Regum et imperatorum apophthegmata

Plutarch

Plutarch. Moralia, Vol. III. Babbitt, Frank Cole, translator. Cambridge, MA: Harvard University Press; London: William Heinemann Ltd., 1931 (printing).

After fixing the amount of the taxes which his subjects were to pay, he sent for the leading men of the provinces, and asked them if the taxes were not perhaps heavy; and when the men said that the taxes were moderate, he ordered that each should pay only half as much. [*](The same story with variations may be found in Polyaenus, Strategemata, vii. 11. 3. Nothing to this effect is to be found in Herodotus’s account of Darius’s taxation, iii. 86-95.)

As Darius was opening a big pomegranate, someone inquired what there was of which he would like to have as many in number as the multitude of seeds in the pomegranate, and he replied, Men like Zopyrus. [*](The same story is found in Herodotus, iv. 143, but with the name of Megabazus instead of Zopyrus.) Zopyrus was a brave man and a friend of his.

Zopyrus, by disfiguring himself with his own hands and cutting off his nose and ears, tricked the Babylonians, and by winning their confidence succeeded in handing over the city to Darius. Many a time Darius said that he would not take an hundred Babylons as the price of not having Zopyrus unscathed. [*](Herodotus, iii. 154-160; cf. Polyaenus, Strategemata, vii. 13.)
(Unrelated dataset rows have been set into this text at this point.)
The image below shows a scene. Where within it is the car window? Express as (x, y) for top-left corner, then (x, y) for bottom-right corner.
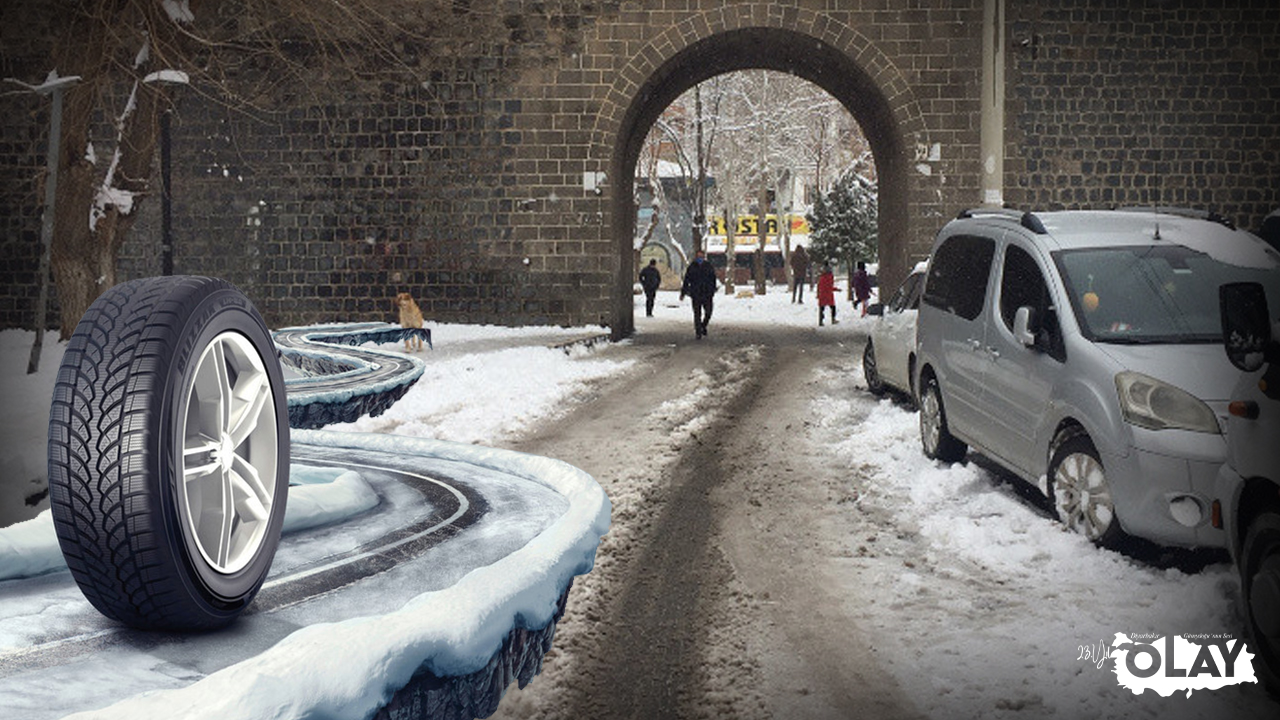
(886, 283), (908, 312)
(923, 234), (995, 321)
(887, 271), (923, 313)
(1056, 244), (1280, 344)
(904, 272), (924, 310)
(999, 245), (1049, 331)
Semiramis [*](Herodotus, i. 187, says that Nitocris built the tomb above the gates of Babylon. Stobaeus, x. 53, copies Plutarch word for word.) caused a great tomb to be prepared for herself, and on it this inscription: Whatsoever king finds himself in need of money may break into this monument and take as much as he wishes. Darius accordingly broke into it, but found no money; he did, however, come upon another inscription reading as follows: If you were not a wicked man with an insatiate greed for money, you would not be disturbing the places where the dead are laid.